Braaf, zoals het hoort In een damesroman, volgen de hoogtepunten elkaar op. Kenmerkend voor de rechtlijnigheid waarmee het verhaal wordt verteld, zijn de bladzijden 10 en 11: alle drie de alinea’s beginnen met: ‘Toen’… ‘Toen er een plaats vrijkwam’…, ‘Toen ik er voor het eerst heen ging’…, ‘Toen ik bij haar had aangebeld’.

Toen, tijdens, terwijl, later, daarna, sinds, in het begin, na…, het zijn woorden waarmee opvallend veel zinnen in dit boek beginnen, dat daardoor een nogal armoedige indruk maakt. Mooi schrijven is dit zeker niet. Ik kan me niet herinneren me er ooit eerder in deze mate aan gestoten te hebben bij Wolkers, wiens korte, kernachtige zinnen toch zo’n beetje tot zijn specialiteit behoorden.

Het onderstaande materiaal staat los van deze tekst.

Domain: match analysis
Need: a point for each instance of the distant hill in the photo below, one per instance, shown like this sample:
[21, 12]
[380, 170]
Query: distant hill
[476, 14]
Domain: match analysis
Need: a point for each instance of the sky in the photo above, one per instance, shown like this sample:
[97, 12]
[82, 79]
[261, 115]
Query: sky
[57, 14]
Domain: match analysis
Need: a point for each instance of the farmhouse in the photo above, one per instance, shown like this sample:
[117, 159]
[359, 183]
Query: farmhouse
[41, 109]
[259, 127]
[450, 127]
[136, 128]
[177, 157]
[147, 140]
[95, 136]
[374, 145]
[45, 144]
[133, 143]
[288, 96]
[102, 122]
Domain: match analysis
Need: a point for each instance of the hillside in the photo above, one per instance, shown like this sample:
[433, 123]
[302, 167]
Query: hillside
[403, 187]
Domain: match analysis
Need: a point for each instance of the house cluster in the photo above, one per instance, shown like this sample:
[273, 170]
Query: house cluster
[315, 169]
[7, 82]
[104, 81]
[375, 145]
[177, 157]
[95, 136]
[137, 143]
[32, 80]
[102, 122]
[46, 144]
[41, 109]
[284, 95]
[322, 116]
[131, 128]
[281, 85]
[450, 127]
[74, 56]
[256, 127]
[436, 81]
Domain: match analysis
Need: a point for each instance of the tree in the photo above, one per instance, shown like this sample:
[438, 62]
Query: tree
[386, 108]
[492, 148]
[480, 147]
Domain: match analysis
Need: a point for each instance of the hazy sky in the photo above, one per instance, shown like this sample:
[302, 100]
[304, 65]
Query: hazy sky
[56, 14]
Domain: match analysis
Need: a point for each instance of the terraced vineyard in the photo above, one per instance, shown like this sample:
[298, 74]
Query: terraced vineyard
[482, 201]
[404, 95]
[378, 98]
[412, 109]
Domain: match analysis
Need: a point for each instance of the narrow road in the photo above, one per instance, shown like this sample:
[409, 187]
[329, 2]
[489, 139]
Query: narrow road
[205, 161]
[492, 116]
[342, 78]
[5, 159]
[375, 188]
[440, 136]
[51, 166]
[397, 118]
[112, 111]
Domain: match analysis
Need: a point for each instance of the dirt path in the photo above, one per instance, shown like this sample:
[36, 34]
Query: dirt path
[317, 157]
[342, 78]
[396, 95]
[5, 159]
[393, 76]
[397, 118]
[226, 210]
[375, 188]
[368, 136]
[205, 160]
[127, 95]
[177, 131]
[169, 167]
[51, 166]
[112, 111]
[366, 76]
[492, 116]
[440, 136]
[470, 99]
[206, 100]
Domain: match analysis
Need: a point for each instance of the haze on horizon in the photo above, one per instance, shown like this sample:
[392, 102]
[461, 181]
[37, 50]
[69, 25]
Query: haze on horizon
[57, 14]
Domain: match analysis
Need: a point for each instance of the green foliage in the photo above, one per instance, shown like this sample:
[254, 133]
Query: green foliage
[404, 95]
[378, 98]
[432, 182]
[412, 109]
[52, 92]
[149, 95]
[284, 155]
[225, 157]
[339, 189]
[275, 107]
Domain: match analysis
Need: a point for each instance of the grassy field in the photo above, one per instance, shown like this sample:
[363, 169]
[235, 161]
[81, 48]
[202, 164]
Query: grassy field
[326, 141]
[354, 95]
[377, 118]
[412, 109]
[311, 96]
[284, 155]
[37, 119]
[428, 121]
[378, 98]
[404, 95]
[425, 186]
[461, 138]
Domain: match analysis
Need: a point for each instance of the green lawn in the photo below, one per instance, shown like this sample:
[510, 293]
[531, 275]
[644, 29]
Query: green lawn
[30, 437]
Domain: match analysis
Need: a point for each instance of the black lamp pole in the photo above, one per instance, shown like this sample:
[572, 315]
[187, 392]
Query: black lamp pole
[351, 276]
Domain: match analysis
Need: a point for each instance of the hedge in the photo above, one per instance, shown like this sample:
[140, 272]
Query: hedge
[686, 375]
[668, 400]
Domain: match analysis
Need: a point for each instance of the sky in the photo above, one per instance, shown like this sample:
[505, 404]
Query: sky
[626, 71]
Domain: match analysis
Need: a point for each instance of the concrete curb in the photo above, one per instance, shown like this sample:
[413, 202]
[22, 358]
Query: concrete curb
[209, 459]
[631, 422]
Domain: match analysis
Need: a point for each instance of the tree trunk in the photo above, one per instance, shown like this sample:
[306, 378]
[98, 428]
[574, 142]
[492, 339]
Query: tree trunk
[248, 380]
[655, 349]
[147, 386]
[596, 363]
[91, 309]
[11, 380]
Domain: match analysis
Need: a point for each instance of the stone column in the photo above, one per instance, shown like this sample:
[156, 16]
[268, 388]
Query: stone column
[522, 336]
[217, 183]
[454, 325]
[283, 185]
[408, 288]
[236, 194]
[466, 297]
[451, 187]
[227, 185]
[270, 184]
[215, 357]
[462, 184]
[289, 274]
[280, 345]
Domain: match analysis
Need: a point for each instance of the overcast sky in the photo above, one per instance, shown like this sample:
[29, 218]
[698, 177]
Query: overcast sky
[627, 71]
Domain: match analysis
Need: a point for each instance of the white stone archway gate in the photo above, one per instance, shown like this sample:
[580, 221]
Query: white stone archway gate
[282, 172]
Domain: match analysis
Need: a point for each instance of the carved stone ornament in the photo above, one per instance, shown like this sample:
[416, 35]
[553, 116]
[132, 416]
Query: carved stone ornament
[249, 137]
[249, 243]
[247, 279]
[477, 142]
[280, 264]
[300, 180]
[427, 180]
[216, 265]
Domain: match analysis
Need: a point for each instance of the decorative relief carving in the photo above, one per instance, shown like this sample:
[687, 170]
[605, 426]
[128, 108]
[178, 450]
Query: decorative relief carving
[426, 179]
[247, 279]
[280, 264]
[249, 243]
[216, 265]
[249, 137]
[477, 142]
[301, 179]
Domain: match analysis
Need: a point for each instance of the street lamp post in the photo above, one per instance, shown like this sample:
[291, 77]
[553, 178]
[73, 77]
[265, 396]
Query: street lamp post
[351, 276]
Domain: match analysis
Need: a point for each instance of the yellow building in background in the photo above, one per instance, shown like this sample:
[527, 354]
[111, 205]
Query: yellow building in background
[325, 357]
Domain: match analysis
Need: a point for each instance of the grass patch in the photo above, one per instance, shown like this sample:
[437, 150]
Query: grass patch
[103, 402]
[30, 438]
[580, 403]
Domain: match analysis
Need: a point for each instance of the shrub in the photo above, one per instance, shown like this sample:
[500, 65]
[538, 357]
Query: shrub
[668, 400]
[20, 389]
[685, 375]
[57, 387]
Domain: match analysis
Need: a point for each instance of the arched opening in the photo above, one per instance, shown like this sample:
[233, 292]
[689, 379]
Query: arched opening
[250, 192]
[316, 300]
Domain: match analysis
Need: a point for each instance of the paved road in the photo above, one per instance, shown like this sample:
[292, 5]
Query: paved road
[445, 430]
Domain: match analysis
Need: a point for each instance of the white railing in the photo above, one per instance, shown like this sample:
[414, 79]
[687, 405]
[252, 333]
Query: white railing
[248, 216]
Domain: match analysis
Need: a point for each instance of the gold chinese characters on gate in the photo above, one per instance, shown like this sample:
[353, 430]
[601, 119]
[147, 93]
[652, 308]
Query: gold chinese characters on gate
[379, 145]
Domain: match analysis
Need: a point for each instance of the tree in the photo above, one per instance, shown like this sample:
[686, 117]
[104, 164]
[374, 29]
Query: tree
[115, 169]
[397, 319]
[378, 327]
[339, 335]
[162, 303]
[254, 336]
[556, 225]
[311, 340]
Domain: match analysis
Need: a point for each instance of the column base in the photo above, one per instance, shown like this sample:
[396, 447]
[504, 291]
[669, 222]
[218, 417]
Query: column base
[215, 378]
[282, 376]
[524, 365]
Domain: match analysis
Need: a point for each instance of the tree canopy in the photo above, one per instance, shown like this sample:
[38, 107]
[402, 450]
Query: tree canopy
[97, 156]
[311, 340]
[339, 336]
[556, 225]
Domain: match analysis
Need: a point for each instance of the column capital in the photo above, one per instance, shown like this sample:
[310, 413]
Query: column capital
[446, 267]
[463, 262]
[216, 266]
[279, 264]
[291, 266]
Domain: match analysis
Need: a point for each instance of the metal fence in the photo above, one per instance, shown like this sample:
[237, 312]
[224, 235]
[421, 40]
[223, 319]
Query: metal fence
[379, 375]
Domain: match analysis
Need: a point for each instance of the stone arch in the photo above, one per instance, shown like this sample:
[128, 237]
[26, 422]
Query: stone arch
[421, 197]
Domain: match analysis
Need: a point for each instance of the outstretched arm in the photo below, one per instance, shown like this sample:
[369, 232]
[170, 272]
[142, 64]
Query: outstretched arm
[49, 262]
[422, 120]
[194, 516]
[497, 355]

De voortdurende tijdsaanduidingen geven het boek iets krampachtigs, en ongewild krijgt de lezer het idee te luisteren naar een man die onstuitbaar vertelt over vroeger. Deze indruk wordt versterkt door het veelvuldig voorkomen van het woordje ‘die’, dat een zekere mate van gemeenzaamheid doet ontstaan, een sfeertje van: ‘Jongens waren we — maar aardige jongens.’ Misschien dat het adres Sarphatistraat en wat er over die straat wordt gezegd inderdaad een verwijzing is naar Nescio waarmee het toontje moet worden gelegitimeerd, erg overtuigend is het allemaal niet en de conclusie dat we te maken hebben met een parodie op een kletsroman moeten we er zeker niet aan ophangen.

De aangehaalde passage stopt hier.